The truth, and nothing but the truth

“You are not normal, really you aren’t”, said someone to me this week. It made me laugh. Earlier that week that same person pointed out to me that I have “an extreme conviction for the truth”, I’m not sure if it was meant in that way, but I took it as a compliment. Because for me telling the truth is the best thing you can do, why would you lie?!

It might be because of my upbringing that I feel this way, the most important ‘rule’ my parents had, was being honest – no matter what. Where I struggled with that when I was young, I learned through the years that if I was honest, my parents would always respond in a reasonable way. They didn’t get angry, they would be happy that I told the truth and explain to me – in all honesty – why it would make them upset or why they would react in a certain way. We could talk about what happened without any blame or without feeling unsafe. Telling the truth was ‘the easy way out’.

Through this, I learned to always be honest and in the past years I’ve learned that that doesn’t mean to always speak your mind. That there’s a difference in sharing open and honestly what’s on your mind without being asked – or when you are indeed asked for your opinion. I’ve learned to not always speak my mind immediately, as some people don’t appreciate that, and that’s fine. But if I get asked, I speak my mind, without trying to dampen it down.

Of course I never want to hurt anyone with what I say, but for me telling/hearing the truth is ALWAYS better than telling/being told a lie. And today I saw this quote: “Anything you lose from being honest, you never really had to begin with, my love.” and that just resonated so much! That’s exactly how I feel. If I have to lie to you to keep you in my life as a friend, then our friendship isn’t worth much…

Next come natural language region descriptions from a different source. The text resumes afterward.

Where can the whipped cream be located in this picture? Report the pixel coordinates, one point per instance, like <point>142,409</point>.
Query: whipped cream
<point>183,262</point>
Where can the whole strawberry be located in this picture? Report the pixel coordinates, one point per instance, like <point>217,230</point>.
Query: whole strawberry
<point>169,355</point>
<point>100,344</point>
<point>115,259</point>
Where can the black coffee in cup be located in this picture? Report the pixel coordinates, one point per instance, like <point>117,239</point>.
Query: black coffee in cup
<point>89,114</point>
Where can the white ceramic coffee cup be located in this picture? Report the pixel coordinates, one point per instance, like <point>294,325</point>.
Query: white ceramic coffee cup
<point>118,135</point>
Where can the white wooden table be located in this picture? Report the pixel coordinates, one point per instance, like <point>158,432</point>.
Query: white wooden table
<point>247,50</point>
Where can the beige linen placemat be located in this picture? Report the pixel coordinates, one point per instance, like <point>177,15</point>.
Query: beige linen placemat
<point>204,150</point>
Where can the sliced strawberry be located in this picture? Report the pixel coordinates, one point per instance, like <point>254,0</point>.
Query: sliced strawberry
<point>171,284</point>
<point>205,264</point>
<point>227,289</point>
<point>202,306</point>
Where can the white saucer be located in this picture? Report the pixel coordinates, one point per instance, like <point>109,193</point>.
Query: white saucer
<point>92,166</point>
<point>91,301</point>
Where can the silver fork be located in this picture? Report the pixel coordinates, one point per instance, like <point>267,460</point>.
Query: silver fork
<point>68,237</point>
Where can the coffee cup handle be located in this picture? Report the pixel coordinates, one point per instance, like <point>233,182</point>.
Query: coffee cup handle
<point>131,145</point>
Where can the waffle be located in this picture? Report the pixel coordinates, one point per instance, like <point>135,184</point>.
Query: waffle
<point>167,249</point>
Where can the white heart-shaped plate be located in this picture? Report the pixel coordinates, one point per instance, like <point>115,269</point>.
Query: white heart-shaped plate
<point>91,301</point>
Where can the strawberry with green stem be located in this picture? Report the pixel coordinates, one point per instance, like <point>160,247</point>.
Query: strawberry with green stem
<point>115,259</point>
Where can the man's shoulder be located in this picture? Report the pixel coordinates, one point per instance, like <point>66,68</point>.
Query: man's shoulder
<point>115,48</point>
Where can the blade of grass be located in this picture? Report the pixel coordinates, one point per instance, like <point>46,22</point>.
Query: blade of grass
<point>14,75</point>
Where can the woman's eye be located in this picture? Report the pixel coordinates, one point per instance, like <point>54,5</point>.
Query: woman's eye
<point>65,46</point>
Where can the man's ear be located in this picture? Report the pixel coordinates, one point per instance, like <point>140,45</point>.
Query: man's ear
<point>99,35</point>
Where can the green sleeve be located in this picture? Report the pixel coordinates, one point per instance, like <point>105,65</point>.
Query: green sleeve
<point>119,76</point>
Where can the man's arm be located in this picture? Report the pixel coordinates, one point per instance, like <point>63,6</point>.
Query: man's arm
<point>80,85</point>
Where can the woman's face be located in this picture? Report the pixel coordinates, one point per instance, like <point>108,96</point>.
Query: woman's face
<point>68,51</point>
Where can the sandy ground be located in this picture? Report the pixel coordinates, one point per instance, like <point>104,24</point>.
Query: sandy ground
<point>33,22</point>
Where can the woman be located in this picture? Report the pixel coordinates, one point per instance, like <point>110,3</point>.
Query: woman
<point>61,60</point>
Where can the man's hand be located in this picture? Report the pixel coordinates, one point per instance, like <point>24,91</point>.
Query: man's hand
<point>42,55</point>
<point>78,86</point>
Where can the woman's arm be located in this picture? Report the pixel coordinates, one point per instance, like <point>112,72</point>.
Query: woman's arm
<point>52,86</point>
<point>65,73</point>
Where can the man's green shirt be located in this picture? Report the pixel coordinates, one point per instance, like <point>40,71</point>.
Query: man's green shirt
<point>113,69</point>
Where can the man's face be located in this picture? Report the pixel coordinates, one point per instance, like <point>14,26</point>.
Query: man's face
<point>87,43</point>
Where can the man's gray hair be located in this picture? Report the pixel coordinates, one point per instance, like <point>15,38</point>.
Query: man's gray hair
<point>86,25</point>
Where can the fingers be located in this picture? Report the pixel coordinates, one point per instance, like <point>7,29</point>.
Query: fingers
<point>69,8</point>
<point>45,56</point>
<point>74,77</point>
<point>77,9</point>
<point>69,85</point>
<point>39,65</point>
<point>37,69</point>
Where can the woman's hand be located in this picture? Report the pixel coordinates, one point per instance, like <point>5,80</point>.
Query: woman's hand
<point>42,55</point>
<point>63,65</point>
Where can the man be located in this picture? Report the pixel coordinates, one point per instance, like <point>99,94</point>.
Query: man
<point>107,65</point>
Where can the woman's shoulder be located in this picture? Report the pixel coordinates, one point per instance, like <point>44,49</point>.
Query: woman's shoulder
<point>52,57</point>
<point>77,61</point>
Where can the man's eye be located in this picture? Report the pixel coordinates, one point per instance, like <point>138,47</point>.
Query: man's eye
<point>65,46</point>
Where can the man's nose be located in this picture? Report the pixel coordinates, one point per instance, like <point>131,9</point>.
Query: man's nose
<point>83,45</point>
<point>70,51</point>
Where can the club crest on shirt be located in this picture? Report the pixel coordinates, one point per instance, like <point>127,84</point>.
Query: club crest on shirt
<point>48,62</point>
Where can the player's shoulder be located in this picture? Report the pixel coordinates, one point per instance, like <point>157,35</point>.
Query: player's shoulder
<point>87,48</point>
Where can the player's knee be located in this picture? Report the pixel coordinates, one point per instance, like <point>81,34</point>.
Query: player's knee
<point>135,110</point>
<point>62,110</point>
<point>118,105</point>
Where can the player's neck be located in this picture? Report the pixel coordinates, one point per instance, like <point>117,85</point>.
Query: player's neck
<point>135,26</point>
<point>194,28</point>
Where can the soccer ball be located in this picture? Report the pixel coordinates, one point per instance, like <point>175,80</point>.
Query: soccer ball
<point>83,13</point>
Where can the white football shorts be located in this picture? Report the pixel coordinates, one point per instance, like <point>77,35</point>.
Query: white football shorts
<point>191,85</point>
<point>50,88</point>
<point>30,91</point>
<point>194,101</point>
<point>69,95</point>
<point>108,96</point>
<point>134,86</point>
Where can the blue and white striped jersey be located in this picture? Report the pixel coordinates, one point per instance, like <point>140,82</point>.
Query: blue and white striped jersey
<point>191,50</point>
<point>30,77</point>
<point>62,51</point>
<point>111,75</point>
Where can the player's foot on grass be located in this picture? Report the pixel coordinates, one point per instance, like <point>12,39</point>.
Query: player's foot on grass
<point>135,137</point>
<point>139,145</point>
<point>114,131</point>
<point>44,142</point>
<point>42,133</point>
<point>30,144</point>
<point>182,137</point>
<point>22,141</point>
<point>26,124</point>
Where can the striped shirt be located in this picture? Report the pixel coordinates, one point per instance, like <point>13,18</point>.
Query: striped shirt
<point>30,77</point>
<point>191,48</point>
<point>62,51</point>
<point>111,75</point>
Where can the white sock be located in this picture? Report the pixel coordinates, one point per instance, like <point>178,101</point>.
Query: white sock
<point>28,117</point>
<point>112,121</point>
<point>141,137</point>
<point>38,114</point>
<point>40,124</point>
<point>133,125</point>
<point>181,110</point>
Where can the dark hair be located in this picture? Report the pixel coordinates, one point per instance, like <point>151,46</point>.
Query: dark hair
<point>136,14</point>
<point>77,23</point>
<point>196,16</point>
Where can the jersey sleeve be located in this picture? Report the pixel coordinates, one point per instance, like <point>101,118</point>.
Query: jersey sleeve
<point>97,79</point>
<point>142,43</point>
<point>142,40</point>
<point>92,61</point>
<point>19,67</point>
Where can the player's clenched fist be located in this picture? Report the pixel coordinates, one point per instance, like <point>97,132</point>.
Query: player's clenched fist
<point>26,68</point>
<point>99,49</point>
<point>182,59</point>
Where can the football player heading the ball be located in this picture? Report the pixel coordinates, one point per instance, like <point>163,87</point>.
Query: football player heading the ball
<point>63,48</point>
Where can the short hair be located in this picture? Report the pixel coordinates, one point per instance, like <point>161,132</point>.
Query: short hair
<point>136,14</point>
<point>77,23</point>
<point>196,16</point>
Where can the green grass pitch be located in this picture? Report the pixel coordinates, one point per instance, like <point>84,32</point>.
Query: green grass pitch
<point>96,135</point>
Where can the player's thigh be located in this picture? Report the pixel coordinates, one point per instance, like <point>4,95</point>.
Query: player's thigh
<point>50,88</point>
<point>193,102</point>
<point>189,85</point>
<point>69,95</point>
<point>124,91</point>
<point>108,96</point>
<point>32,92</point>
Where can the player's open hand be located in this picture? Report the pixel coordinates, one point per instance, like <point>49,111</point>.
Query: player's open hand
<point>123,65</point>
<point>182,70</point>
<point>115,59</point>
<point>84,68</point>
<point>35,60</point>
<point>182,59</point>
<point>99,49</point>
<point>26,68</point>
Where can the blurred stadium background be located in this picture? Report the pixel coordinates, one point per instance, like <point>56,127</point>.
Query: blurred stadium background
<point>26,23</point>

The beauty is: if people are always honest, you know you can trust them no matter what. Maybe sometimes it’s difficult to hear what they have to say, but you know it’s the truth. You don’t need to worry if they maybe mean something else, you know what they say is exactly what they mean. It makes life so much easier! And it gives you many special occasions to learn from. If two people really speak their mind to each other, they can help each other grow, by openly and honestly sharing their thoughts, emotions, automatic reactions, old stuff that comes up. Being there in all honesty, without any judgement, holding space for each other, is in my opinion the most beautiful gift you can give to one another!